Fairly typical that the relative address is based on the byte after the instruction. If you were working on a team for a brand new processor, then you would just go down to one of the chip folks cubes and ask (since it wouldn't be well documented yet) but since this is an old design there are tools available that will simply give you your answer without asking anyone else.
Try this:
a0: jle a0
a1: jle a1
a2: jle a2
a3: jle a3
a4: jle a4
b0: jle b1
b1: jle b2
b2: jle b3
b3: jle b4
b4: jle b5
b5: nop
c0: jle c0
c1: jle c0
c2: jle c0
c3: jle c0
c4: jle c0
d0: jle d4
d1: jle d4
d2: jle d4
d3: jle d4
d4: jle d4
Assemble and disassemble:
0000000000000000 <a0>:
0: 7e fe jle 0 <a0>
0000000000000002 <a1>:
2: 7e fe jle 2 <a1>
0000000000000004 <a2>:
4: 7e fe jle 4 <a2>
0000000000000006 <a3>:
6: 7e fe jle 6 <a3>
0000000000000008 <a4>:
8: 7e fe jle 8 <a4>
000000000000000a <b0>:
a: 7e 00 jle c <b1>
000000000000000c <b1>:
c: 7e 00 jle e <b2>
000000000000000e <b2>:
e: 7e 00 jle 10 <b3>
0000000000000010 <b3>:
10: 7e 00 jle 12 <b4>
0000000000000012 <b4>:
12: 7e 00 jle 14 <b5>
0000000000000014 <b5>:
14: 90 nop
0000000000000015 <c0>:
15: 7e fe jle 15 <c0>
0000000000000017 <c1>:
17: 7e fc jle 15 <c0>
0000000000000019 <c2>:
19: 7e fa jle 15 <c0>
000000000000001b <c3>:
1b: 7e f8 jle 15 <c0>
000000000000001d <c4>:
1d: 7e f6 jle 15 <c0>
000000000000001f <d0>:
1f: 7e 06 jle 27 <d4>
0000000000000021 <d1>:
21: 7e 04 jle 27 <d4>
0000000000000023 <d2>:
23: 7e 02 jle 27 <d4>
0000000000000025 <d3>:
25: 7e 00 jle 27 <d4>
0000000000000027 <d4>:
27: 7e fe jle 27 <d4>
Without having to look at the documentation it looks pretty clear that 0x7E is an opcode and the byte after is a pc relative offset. The 0xFE on the first items implies that it is a signed offset and relative to the byte after the instruction. The remaining experiments confirm that.
This doesn't mean you should assume that all jump/branch instructions work this way for this instruction set, you can do similar experiments with tools that are known to produce working code.
This is one area where processor documentation is lacking and you usually need to 1) talk to the silicon engineers if you can 2) look at the chip design (source code) 3) documentation 4) experiment with existing tools 5) experiment with the hardware
Most folks don't have access to 1 and 2. Often 3 and 4 are available if you actually have one of these processors and usually to get to 5 you have 3 and you probably have access to 4 but sometimes not.
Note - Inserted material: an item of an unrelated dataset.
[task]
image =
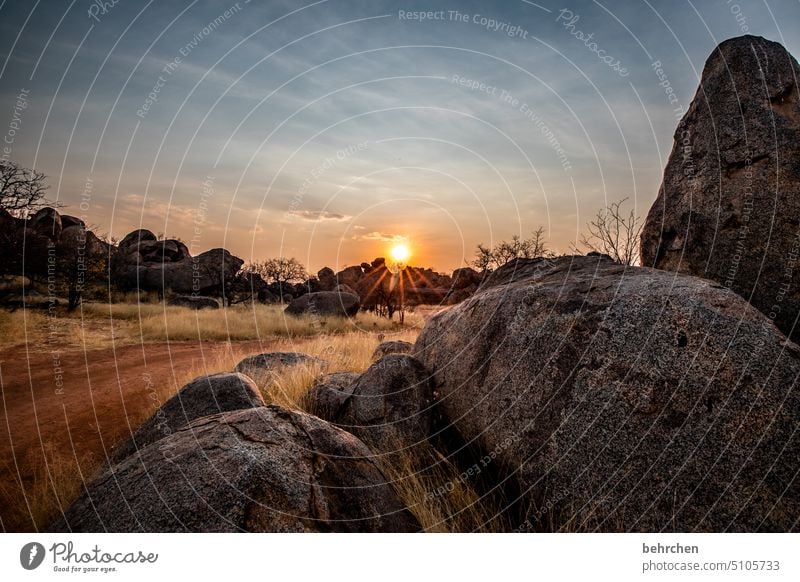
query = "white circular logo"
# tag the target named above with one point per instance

But again the documentation often leaves the relative address unknown, usually it is the byte after the instruction, but like in ARM it is a fixed offset from the address of the instruction, the illusion of a specific pipeline.
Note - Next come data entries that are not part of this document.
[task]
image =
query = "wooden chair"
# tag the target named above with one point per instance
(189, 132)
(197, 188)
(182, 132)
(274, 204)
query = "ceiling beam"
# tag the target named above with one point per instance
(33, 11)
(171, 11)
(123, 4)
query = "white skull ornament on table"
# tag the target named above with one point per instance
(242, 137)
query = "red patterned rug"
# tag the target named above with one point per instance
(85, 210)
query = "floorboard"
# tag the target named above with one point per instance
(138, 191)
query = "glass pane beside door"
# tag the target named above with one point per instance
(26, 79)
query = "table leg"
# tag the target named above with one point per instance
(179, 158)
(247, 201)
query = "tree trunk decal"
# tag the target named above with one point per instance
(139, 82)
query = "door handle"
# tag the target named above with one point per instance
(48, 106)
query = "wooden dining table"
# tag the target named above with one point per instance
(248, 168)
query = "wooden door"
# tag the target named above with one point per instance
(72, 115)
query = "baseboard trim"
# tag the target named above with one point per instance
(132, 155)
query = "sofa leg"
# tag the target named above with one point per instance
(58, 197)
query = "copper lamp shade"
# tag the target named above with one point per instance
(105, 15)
804839c: 7e 0d jle 80483ab <silly+0x17>
804839c is the address of the jle instruction yes. 80483ab is the address it will branch to if the condition is met. ab-9c = 0xf = 0xD + 2. 2 is the size of the instruction, 0xD is the offset/immediate in the instruction.
I would assume the other conditional branches of this form (notice the jg later in your code) are an opcode byte and a signed offset byte. But you should always check before making your own assembler or disassembler or simulator. Start with the docs, and confirm with any tools you can find that are known to work for that platform.